The Toronto Police Service will receive an increase to its $1 billion budget for the first time in three years, due in part to a need to hire additional officers.
The TPS was granted its request of $1.026 billion to fund its operations in 2019, which represents an increase of $30.3 million or three per cent from last year, after the Toronto Police Services Board voted on Thursday.
The police force says that the additional funding will help it hire 300 new uniformed officers, 122 special constables and 186 part-time retirees.
“In essence we are looking at approximately 450 human resources that are directly tied to (relieving) the frontline pressures," Toronto police Chief Mark Saunders told reporters after the meeting.

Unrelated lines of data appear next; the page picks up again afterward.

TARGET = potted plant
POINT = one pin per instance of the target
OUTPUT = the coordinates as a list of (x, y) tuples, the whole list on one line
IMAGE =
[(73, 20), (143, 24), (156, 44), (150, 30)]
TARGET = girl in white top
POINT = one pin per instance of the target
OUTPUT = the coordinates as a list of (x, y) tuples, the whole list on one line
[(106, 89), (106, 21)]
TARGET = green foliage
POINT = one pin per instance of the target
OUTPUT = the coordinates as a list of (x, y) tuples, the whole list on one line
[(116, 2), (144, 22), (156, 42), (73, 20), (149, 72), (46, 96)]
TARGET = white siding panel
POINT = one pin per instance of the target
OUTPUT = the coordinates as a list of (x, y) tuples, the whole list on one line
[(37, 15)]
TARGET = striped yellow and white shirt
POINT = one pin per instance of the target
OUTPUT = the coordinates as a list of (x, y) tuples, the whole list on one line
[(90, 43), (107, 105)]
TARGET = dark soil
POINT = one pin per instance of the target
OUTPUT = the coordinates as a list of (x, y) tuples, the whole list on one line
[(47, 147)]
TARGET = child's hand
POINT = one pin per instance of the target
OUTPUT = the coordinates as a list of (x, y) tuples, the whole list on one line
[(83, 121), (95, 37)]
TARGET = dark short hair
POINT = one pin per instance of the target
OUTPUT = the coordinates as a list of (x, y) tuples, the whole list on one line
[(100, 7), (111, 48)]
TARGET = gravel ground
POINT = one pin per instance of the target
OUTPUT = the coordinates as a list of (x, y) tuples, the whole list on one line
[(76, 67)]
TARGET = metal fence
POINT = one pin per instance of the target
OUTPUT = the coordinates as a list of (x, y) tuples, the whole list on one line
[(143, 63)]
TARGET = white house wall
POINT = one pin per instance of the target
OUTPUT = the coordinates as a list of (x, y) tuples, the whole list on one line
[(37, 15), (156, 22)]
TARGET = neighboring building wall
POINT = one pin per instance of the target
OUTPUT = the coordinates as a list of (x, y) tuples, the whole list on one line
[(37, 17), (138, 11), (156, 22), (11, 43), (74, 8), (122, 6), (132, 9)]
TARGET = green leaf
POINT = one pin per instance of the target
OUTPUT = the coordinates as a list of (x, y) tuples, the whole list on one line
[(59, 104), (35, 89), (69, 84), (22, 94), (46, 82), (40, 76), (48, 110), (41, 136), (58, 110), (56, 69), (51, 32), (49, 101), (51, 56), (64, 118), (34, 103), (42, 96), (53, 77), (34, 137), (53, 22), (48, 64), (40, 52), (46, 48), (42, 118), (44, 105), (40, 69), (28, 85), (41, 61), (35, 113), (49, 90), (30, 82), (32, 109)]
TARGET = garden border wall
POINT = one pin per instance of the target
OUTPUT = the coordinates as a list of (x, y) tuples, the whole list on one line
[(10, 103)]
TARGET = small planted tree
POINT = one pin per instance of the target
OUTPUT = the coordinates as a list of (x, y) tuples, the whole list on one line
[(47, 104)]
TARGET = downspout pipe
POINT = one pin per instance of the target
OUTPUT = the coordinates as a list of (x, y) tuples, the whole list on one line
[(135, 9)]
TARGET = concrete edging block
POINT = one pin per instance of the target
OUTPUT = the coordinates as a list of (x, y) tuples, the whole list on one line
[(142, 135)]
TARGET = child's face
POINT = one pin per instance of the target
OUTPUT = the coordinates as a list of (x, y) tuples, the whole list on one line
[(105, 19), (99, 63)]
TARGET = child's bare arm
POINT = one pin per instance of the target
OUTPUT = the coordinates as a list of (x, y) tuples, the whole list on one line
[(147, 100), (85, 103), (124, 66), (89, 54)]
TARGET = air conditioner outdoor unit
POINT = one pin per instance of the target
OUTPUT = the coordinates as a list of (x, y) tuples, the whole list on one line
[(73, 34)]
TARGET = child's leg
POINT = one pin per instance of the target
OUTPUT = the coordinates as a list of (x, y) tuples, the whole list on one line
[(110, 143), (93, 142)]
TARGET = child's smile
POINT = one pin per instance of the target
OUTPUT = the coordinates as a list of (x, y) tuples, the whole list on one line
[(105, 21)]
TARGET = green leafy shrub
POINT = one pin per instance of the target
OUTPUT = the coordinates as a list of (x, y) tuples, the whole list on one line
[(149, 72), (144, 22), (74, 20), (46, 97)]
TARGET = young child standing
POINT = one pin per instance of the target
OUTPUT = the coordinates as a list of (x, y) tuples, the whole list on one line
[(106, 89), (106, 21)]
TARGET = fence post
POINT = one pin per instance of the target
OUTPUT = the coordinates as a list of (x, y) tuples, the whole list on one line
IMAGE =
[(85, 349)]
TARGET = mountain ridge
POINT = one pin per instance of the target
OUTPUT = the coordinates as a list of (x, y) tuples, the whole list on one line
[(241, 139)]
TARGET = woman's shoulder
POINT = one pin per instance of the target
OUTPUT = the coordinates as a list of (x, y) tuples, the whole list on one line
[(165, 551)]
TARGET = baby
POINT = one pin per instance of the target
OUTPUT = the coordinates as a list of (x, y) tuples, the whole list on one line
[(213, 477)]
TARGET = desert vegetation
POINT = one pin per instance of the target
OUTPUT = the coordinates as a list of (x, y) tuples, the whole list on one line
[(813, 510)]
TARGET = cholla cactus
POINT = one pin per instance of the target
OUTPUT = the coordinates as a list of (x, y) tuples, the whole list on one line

According to the report that went before the board today, the part-time officers will be used to handle non-emergency calls for service and to take reports over the phone and online, thus freeing frontline officers up to focus on “higher priority and emergency situations.”
With the new special constables and retirees, Saunders said frontline officers will have more time to deal with serious calls.
“Our frontline men and women who are highly trained, with their guns and with their sticks, with understanding of law will have more time and opportunity to do those priority one, two and three calls where they are the experts.”
The special constables will also be used to relieve pressure on frontline officers, according to the report. Some of the tasks that that they will perform include basic report taking, assisting with crime scene security, canvassing for witnesses and evidence collection and processing, among other things.
The planned hirings come in the wake of sustained criticism from the Toronto Police Association over an officer shortage that resulted from a hiring freeze which was in effect in 2016 and for most of 2017.
In the report, Saunders says that the hiring freeze and an increase in retirements have resulted in a nine per cent reduction in uniformed officers since 2015.
He said that the staffing crunch has resulted in significant overtime costs, which are not sustainable.
In 2018, the Toronto Police Service doled out an additional $22 million more than forecast in premium pay and in 2019 it is expecting to incur $52.4 million in premium pay costs, which would be an increase of 19.4 per cent compared to last year.
"There’s no doubt that the frontline men and women have seen higher pressures,” Saunders said of the past year.
“As the number of deployed officers decreases, the service has to heavily rely on premium pay to help ensure public safety is not compromised. This overreliance on premium pay is not sustainable as it leads to employee fatigue and burn out,” Saunders writes in the report. “Efforts are therefore being made to fill critical vacancies and transition to a new service delivery model to meet frontline demands as well as civilian support requirements.”
Number of officers down by more than 800 since 2010
There was an average of 5,615 frontline officers in 2010 and by 2018 that number had declined to 4,797, a difference of 818 cops.
While the budget that went before the board on Thursday includes funding to hire hundreds of new officers, the total complement of uniformed personnel is not expected to increase significantly due to expected retirements and other departures from the service.
In fact, the TPS is projecting a slight decline in uniformed officers this year (4,730) before the number ticks back up to 4,800 in 2020 and 2021.
Those numbers will be supplemented by an estimated 184 civilian personnel, who will perform work previously done by police officers.
Speaking with reporters ahead of today’s TPS board meeting, Mayor John Tory said that he is fully supportive of providing additional funding to help the service hire additional officers and civilian personnel, particularly in light of a violent 2018 in which there were a record 96 homicides.
“If there is ever a tear that we make some investment in the police while still being very, very fiscally responsible this is the year,” he said. “Because we want to make absolutely certain that we are putting the resources in place, uniformed and otherwise, that will make sure that we can keep the community safe. That is one of our most important responsibilities as elected officials.”
295 officers left force in 2018
While there were 295 departures from the Toronto Police Service in 2018, Tory brushed aside suggestions that the loss in uniformed personnel was a result of ongoing efforts to modernize the service.
He said that of those who left the force in 2018, only about 60 did so to take a job at another policing service.
“When you go through a modernization of any organization it means change, it means changing the way things are done, it means changing the duties and sometimes the shift schedule and other kinds of things for the people involved and that always has some impact because most people don’t like change. But we are working very hard with the frontline officers to make sure that we make adequate investments so they can do their jobs while also taking account of the fact that they are going through a lot of change, which we are determined to continue to implement but to do so in a way that is considerate of them,” he said.
The vast majority of the proposed budget for 2019 is made up of salary expenses ($758.6 M) and benefits ($208.5 M).
After the board’s approval, the matter still needs to go to budget committee for further review. City council is expected to vote on the overall budget, which includes the allotment to the TPS, in March.